The welcoming early mark of spring for me is always the delicate lacey blooming of the Indian Plum as it appears in the understory at the same time as sightings of hummingbirds so that these little flowers provide the hummers with water and fast food in the flower nectar. This shrub is also called Osoberry (Oemleria cerasiformis) and it has male and female flowers on separate plants so to get the little plum fruit the male and female plants have to be visited by a pollinator that moves the pollen from the male plant flowers to the female plant flowers. The little hummingbirds and early bumble bees provide this pollinating service while they forage for food and the successful fruit is evidence of how early our native pollinators start work every year, well before the imported agricultural pollinators. Now, when the Osoberry leaves are just starting to emerge, the three leaves remind me of a fleur-de-lis and that it is time to plan some Zydeco/Cajun dancing to shake off winter chill.
It was a welcoming sight last week when we were surveying our yard for planning spring tasks and we saw the fast moving silhouette of a hummingbird. The tiny body was just a dark oval spot and the wings were fuzzy suggestions with the afternoon sun reflecting off of and back lighting the blurring movement of the hummer’s rapid wingbeats. Early spring last year, in the same area of our yard, there was a little female hummer eating aphids off of a Honeysuckle and I saw a lot of her for most of the spring and summer eating tiny bugs & flies and visiting blooms of various native shrubs. A little male, Calliope, I think, spent some time last year aggressively defending space around our west neighbor’s sugar water feeder. It made me think about artificial wildlife conflict we humans can create and cock fighting at the scale of hummingbirds that is so entertaining for some to watch. Today I saw, for the first time, a humming bird collecting Cody down from the underside of the Cody down basket. The little Chickadees have been regular visitors for the years it has been up, but this is the first I have seen a hummer collect from it.

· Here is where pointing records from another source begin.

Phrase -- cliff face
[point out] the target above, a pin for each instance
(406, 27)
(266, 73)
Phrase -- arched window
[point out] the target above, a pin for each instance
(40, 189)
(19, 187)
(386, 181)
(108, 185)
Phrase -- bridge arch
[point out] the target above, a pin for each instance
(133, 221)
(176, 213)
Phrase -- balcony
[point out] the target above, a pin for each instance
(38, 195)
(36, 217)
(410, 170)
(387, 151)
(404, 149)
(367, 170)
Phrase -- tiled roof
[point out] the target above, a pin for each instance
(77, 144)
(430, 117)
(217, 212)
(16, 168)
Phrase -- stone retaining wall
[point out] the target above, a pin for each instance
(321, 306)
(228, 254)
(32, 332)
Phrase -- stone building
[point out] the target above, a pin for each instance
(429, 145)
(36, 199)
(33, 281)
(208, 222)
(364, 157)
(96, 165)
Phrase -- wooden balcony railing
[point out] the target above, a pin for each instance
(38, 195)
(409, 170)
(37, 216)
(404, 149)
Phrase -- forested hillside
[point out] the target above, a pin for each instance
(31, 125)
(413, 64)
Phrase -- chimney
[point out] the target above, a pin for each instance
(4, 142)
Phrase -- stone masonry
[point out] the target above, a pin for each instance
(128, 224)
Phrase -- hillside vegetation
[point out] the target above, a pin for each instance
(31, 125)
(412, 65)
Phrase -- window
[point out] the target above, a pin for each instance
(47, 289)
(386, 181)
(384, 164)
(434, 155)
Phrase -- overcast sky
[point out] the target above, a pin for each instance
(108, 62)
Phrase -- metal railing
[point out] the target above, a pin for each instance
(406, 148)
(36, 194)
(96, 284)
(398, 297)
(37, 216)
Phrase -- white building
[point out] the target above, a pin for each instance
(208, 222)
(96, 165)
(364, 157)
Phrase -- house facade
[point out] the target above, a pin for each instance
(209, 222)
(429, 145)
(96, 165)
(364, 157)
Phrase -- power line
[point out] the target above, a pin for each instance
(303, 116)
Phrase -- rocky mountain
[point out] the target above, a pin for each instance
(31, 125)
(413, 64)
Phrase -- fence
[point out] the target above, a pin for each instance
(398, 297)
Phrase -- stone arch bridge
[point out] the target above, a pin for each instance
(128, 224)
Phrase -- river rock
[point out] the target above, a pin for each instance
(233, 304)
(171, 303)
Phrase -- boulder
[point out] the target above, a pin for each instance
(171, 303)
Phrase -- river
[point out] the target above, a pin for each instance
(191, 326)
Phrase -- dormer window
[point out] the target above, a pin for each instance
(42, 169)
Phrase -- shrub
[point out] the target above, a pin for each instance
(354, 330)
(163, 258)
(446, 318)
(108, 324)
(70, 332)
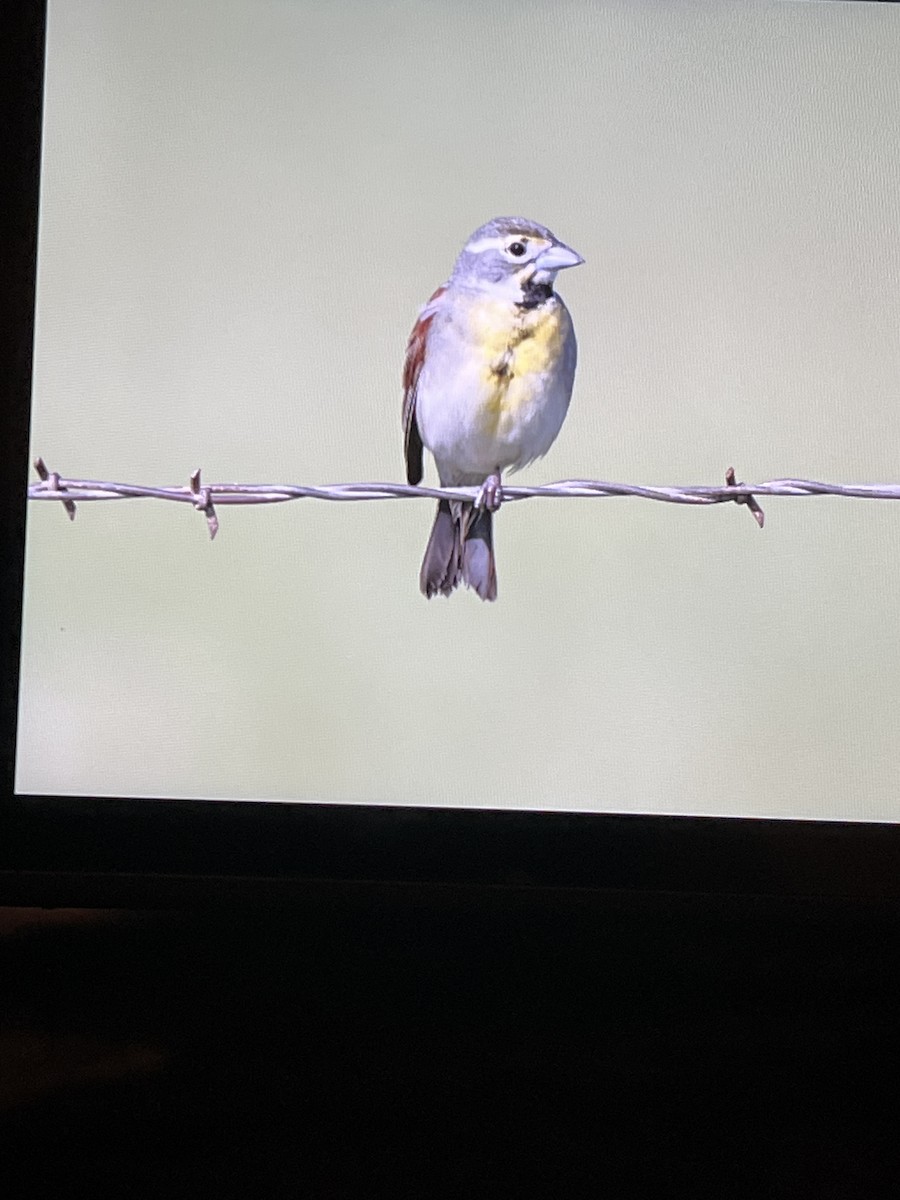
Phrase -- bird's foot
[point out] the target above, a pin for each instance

I surprised a bumble bee this morning when I turned over a clump of kinnikinnick flowers to look at the tiny opening of the little pink edged blooms. I was pondering the question of what creature could be pollinating these early tough-to-access flowers on these so-low-to-the-ground plants and was answered by the annoyed buzzing of an escaping bumble. Every year the pollinating efforts are wildly successful as is evidenced by the masses of little red berries all over the kinnikinnick that slowly get eaten by wildlife in the fall and winter. So, my question has been partly answered and I still need to watch for which of our native bumblebees is/are doing the hard work with such successful results.